The steps in this process are as follows:

1 Calculate brand strength using a balanced scorecard of metrics assessing Marketing Investment, Stakeholder Equity, and Business Performance. Brand strength is expressed as a Brand Strength Index (BSI) score on a scale of 0 to 100.

2 Determine royalty range for each industry, reflecting the importance of brand to purchasing decisions. In luxury, the maximum percentage is high, while in extractive industry, where goods are often commoditised, it is lower. This is done by reviewing comparable licensing agreements sourced from Brand Finance’s extensive database.

3 Calculate royalty rate. The BSI score is applied to the royalty range to arrive at a royalty rate. For example, if the royalty range in a sector is 0-5% and a brand has a BSI score of 80 out of 100, then an appropriate royalty rate for the use of this brand in the given sector will be 4%.

4 Determine brand-specific revenues by estimating a proportion of parent company revenues attributable to a brand.

5 Determine forecast revenues using a function of historic revenues, equity analyst forecasts, and economic growth rates.

6 Apply the royalty rate to the forecast revenues to derive brand revenues.

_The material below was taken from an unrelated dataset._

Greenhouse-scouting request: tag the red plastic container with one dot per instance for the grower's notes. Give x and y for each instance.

7 Discount post-tax brand revenues to a net present value which equals the brand value.

Disclaimer

Brand Finance has produced this study with an independent and unbiased analysis. The values derived and opinions presented in this study are based on publicly available information and certain assumptions that Brand Finance used where such data was deficient or unclear. Brand Finance accepts no responsibility and will not be liable in the event that the publicly available information relied upon is subsequently found to be inaccurate. The opinions and financial analysis expressed in the study are not to be construed as providing investment or business advice. Brand Finance does not intend the study to be relied upon for any reason and excludes all liability to any body, government, or organisation.

The data presented in this study form part of Brand Finance's proprietary database, are provided for the benefit of the media, and are not to be used in part or in full for any commercial or technical purpose without written permission from Brand Finance.